Today in Switzerland: A roundup of the latest news on Monday
Slight relief on the weather front, why the Swiss are not too worried about inflation and other news in Switzerland on Monday.
Weather: this week could bring a bit of relief from extreme heat
While hot weather will continue this week, temperatures will likely not exceed 30 degrees, the seven-day forecast by MeteoNews indicates.
In fact, according to this weather service, temperatures could drop to high to mid-20s — much more reasonable for the season.
It may also get cooler at high altitudes at last: while the zero-degree line during heatwaves usually lies between 4,000 and 4,500 metres, it is currently at an altitude of 5,000 metres.
The Swiss are less worried about inflation than their neighbours
Only one in seven Swiss are making major purchases now to avoid future price increases, while one in four Germans and Austrians are rushing to buy more things to beat the rising inflation.
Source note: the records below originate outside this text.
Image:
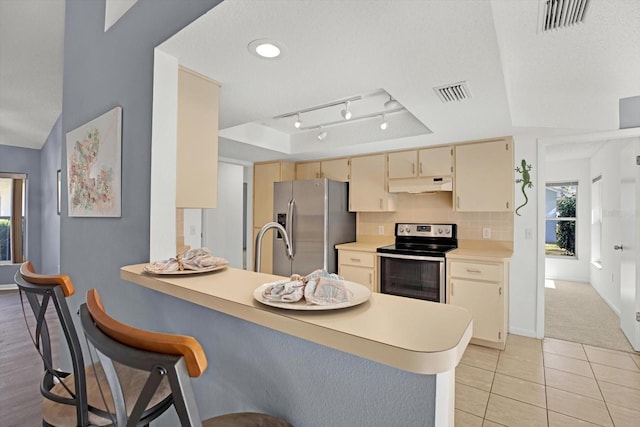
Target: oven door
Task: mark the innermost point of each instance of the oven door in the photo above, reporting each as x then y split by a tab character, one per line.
412	276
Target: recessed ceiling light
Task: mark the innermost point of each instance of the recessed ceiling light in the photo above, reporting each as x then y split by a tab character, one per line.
266	49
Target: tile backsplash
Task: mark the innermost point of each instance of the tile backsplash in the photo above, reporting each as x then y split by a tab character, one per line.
435	208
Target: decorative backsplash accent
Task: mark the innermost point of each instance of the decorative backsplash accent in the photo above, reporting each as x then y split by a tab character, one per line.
435	207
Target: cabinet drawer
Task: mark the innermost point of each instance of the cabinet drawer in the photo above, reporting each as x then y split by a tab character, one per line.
362	259
477	271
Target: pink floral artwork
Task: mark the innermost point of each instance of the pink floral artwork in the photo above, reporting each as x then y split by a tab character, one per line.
93	167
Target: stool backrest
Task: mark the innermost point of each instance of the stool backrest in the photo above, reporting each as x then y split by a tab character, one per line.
41	291
175	357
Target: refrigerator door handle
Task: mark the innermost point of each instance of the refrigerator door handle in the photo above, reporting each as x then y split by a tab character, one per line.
289	219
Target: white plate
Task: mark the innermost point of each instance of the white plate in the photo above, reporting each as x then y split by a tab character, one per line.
359	294
149	269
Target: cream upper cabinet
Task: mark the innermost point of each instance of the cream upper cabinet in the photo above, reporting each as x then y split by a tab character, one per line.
264	175
197	148
436	161
367	188
403	164
308	170
484	176
482	288
335	169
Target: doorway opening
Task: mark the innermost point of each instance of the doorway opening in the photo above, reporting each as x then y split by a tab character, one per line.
580	299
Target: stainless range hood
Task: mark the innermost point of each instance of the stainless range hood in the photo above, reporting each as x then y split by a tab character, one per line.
421	184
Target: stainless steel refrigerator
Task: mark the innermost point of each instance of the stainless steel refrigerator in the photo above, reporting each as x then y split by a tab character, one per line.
316	215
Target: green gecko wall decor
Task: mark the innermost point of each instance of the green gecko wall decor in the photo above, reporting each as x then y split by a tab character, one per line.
525	180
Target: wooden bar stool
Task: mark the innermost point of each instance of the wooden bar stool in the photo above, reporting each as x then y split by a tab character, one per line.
73	398
162	356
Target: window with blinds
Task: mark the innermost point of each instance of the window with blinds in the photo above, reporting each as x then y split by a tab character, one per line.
12	217
560	216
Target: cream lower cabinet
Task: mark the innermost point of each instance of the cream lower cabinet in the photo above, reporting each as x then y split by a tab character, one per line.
359	267
482	288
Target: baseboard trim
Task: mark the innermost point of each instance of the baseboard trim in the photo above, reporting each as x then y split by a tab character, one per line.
523	332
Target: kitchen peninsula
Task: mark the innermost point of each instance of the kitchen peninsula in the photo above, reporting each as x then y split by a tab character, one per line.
396	360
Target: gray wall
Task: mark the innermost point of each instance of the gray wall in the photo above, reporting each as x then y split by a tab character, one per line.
251	368
101	71
25	160
630	112
50	160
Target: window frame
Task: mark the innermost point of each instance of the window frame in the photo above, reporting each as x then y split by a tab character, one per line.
557	219
17	254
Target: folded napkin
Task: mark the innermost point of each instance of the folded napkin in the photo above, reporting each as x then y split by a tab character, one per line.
291	291
193	259
317	288
323	288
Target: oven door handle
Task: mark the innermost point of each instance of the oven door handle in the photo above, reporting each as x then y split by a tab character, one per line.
413	257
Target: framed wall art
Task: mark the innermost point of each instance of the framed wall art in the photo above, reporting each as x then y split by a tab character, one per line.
94	167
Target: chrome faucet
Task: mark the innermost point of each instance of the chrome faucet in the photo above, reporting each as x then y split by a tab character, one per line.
285	239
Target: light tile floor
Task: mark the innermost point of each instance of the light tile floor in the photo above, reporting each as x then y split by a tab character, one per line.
547	382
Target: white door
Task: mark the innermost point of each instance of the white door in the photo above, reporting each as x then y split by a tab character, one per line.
628	246
222	227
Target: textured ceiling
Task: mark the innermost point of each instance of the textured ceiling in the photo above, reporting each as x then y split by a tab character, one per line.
522	81
31	56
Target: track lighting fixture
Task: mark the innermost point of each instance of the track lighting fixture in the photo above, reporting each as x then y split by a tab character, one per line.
391	104
346	113
322	134
384	123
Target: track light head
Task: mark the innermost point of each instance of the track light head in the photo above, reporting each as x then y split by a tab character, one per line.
346	113
384	125
391	104
322	134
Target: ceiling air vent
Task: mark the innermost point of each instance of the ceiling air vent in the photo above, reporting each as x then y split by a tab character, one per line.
453	92
556	14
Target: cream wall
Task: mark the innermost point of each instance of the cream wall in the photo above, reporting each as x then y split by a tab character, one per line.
437	208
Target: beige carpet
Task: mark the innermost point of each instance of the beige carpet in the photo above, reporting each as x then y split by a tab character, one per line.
575	312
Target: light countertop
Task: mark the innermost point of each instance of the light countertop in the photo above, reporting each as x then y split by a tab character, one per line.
480	254
409	334
482	250
362	246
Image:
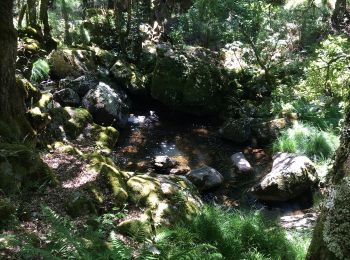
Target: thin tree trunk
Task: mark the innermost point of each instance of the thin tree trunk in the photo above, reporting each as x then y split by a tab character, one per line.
21	15
67	36
32	19
44	18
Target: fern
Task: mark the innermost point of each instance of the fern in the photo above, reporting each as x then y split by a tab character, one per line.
40	71
65	241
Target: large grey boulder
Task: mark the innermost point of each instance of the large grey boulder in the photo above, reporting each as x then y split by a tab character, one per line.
106	105
205	178
291	175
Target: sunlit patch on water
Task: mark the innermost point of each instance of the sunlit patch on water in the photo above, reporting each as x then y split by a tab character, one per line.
192	142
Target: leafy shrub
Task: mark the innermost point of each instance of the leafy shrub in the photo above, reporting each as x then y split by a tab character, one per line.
65	241
307	140
217	233
40	71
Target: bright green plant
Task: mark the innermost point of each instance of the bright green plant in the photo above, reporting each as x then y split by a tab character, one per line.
65	241
307	140
218	233
328	76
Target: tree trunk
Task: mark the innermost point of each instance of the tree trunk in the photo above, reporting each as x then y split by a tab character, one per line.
32	19
339	15
12	107
67	36
331	236
11	102
44	18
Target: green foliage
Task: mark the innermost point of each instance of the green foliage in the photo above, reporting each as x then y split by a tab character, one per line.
40	71
307	140
328	76
217	233
65	241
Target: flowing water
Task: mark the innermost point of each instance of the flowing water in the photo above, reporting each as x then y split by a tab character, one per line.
195	142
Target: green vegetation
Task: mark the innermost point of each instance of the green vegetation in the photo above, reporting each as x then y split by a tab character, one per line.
40	71
307	140
216	233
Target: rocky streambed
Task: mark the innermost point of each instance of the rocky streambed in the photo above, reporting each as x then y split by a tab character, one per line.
157	140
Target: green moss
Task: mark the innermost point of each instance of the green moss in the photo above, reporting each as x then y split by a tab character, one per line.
45	102
7	209
80	204
21	168
139	229
68	149
106	136
31	93
37	119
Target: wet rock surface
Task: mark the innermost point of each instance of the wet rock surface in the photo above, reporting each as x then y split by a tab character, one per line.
290	176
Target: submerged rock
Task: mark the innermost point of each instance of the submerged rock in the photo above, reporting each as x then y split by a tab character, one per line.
169	198
291	175
205	178
163	163
67	97
106	105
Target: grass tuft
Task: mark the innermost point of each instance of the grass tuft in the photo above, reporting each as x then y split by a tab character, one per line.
307	140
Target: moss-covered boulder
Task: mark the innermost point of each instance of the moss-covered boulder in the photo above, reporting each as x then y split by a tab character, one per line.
190	79
38	119
138	228
169	198
107	105
109	188
79	204
21	167
71	62
7	209
128	76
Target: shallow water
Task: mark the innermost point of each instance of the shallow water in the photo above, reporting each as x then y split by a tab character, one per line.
195	141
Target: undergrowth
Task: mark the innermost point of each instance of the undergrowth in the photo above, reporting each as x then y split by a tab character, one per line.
216	233
307	140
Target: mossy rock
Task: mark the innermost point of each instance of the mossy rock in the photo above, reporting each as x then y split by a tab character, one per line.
140	229
114	181
106	137
31	93
70	62
169	198
21	167
80	204
130	77
190	79
7	209
68	149
104	57
37	119
68	122
45	103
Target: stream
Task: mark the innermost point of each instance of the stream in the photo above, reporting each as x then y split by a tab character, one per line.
154	130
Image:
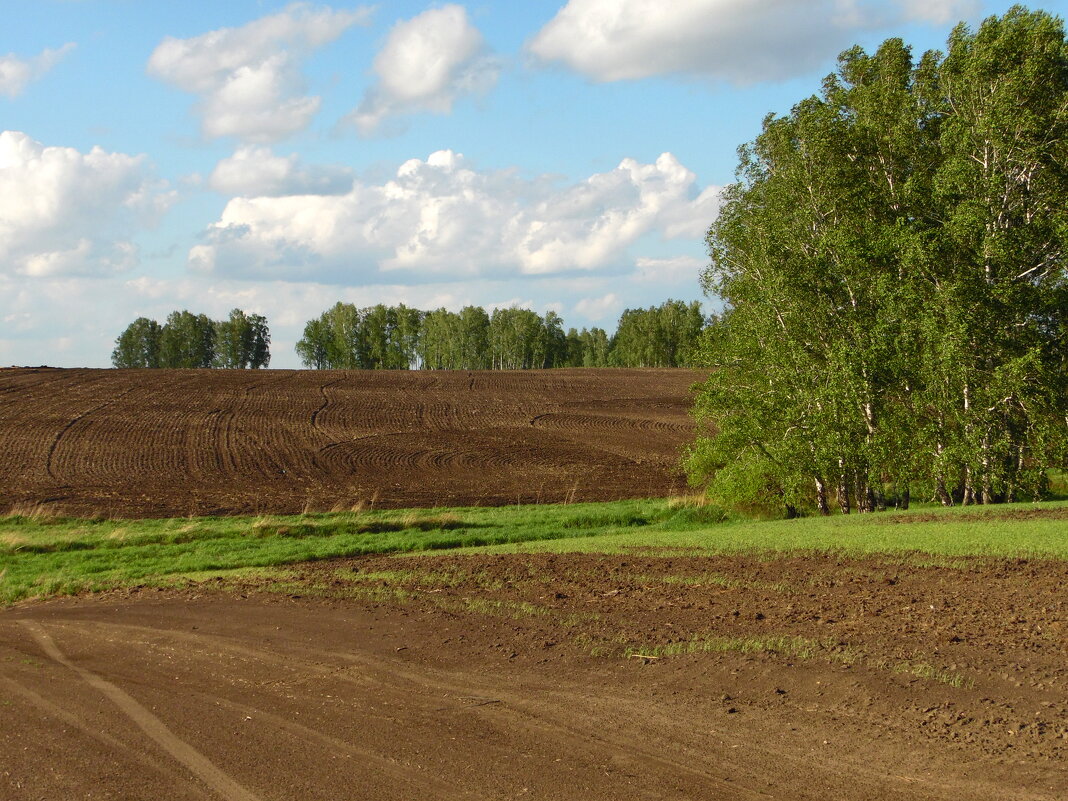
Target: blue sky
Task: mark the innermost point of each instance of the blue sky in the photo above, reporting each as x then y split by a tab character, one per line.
279	157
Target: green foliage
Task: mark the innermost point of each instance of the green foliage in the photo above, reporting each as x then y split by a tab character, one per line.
241	341
189	340
658	336
892	258
385	338
138	346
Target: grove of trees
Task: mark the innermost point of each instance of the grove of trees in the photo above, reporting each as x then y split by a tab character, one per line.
892	258
188	340
399	338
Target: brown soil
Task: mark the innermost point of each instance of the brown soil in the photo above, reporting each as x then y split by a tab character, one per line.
493	677
161	442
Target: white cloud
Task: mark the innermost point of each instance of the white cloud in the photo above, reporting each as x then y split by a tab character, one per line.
673	270
597	309
16	73
63	211
256	171
736	41
249	78
426	63
441	217
939	12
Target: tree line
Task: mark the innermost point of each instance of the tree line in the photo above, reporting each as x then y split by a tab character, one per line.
892	258
188	340
401	338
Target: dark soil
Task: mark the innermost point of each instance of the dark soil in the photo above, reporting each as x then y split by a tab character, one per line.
175	442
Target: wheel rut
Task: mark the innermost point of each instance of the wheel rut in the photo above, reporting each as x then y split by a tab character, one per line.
148	723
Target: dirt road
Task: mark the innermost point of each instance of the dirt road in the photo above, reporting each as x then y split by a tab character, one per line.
500	677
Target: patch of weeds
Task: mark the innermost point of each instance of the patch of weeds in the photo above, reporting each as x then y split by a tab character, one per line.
594	520
798	647
929	672
712	579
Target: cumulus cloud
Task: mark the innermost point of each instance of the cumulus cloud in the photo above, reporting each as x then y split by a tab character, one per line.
16	73
63	211
426	63
673	270
597	309
256	171
441	217
740	42
249	78
939	12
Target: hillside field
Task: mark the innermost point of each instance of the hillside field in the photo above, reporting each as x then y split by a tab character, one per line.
175	442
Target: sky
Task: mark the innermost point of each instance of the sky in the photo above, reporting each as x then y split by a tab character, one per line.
280	157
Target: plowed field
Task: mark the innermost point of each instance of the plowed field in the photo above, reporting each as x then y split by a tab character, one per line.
160	443
507	677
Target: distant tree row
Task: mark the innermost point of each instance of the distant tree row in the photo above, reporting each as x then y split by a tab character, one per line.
399	338
189	340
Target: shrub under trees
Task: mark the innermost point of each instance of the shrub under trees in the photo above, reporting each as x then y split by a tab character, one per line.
893	263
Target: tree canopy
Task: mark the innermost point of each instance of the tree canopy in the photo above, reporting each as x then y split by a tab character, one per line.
189	340
398	338
892	258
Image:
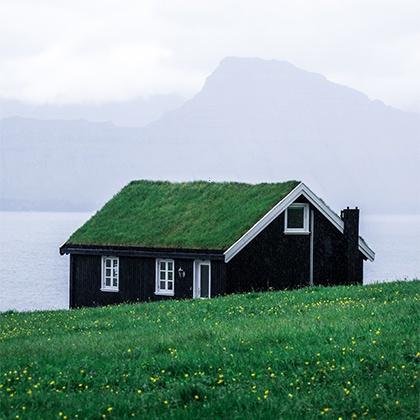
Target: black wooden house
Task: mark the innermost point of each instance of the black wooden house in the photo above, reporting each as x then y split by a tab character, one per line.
159	240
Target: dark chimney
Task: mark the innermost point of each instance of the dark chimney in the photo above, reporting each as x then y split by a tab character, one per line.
351	244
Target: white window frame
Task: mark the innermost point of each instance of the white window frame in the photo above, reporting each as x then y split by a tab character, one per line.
104	286
298	231
165	291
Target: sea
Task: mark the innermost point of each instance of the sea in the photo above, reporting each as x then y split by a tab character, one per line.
34	276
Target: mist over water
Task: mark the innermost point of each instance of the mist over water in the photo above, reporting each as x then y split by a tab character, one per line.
34	276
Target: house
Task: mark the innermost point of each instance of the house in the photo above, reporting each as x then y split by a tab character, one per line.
159	240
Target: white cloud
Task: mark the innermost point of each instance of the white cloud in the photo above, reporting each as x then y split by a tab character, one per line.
104	50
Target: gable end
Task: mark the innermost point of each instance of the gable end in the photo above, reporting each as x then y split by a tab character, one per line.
319	204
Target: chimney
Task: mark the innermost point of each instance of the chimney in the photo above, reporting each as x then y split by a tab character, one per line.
351	245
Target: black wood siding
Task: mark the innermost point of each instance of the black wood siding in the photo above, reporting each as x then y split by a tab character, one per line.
136	280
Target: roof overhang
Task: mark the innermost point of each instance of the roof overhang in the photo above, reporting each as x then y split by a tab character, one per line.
317	202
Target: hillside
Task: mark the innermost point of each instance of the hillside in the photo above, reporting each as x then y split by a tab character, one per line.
254	121
344	352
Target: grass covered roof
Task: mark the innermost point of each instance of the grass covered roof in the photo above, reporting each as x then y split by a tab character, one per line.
189	215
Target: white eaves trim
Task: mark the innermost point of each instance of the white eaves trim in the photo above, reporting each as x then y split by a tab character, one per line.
319	204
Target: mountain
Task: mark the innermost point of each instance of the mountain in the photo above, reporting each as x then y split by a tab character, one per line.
259	120
131	113
254	120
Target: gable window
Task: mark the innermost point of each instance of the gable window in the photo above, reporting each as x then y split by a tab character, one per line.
110	274
296	218
165	273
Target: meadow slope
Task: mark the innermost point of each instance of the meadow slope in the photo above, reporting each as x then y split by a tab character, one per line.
342	352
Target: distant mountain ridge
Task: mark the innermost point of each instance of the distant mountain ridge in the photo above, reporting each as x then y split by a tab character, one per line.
136	112
254	120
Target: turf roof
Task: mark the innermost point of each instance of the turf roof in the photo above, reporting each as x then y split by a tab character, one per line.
189	215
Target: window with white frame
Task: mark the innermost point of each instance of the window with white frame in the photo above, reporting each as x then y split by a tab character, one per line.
110	274
296	218
165	275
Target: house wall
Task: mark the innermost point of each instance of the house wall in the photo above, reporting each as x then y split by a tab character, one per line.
136	280
277	260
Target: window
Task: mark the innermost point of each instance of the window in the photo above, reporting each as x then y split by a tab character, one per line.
110	274
165	271
296	218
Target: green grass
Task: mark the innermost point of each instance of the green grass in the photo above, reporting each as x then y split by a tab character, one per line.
346	352
195	215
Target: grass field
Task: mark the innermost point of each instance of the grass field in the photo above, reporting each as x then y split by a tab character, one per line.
343	352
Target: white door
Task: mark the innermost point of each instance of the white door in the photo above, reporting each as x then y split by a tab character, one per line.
202	279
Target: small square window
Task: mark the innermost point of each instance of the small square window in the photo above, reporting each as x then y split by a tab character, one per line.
110	274
295	218
165	274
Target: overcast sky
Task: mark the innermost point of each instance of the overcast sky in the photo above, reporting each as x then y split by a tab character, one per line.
104	50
These are the results of a new study by online retailer Digitec Galaxus, which sought to find out which of the three countries is worried the least and most about inflation.
Only 14.3 percent of Swiss respondents said inflation is source of worry to them, compared to 27.4 percent of Germans and 27.9 percent of Austrians.
The survey noted that the reason for the difference in the “worry level” is that Switzerland’s inflation rate ((3.4 percent in June) is much lower than in neighbour nations — where it is hovering between 7 and 8 percent.
Drought complicates oil supply to Switzerland
Lower water levels in Swiss rivers, including the Rhine, impacts oil shipments, according to the Federal Office for Economic Supply (OFAE), which said that cargo ships can’t be as heavy as usual and “the loading capacity of the ships had to be reduced drastically”.
However, this doesn’t necessarily mean the country will be faced with drought-driven oil shortage.
In order to guarantee the supply of oil, the OFAE has decided to temporarily reduce the mandatory reserves of petroleum products by 245,000 cubic metres until the beginning of September 2022.
This quantity corresponds to around 6.5 percent of all the compulsory reserves set by the government, or around 25 percent of monthly sales”, OFAE) said.
Switzerland urged to boycott Russian gold
Last week, the European Union announced new sanctions against Russia, notably targeting its gold exports. Though Switzerland is complying with all other sanctions adopted by the EU, there have been reports that gold imports have increased sharply in recent months.
“The Federal Council must now also send a strong signal by imposing an embargo on Russian gold", said a humanitarian organisation Swissaid in a press release, adding that “it is only through these measures that Switzerland "will be able to avoid any risk of financing the war through the gold trade”.
However, the Federal Council is currently on summer break and will not resume its activities, or make any decisions, until August 17th.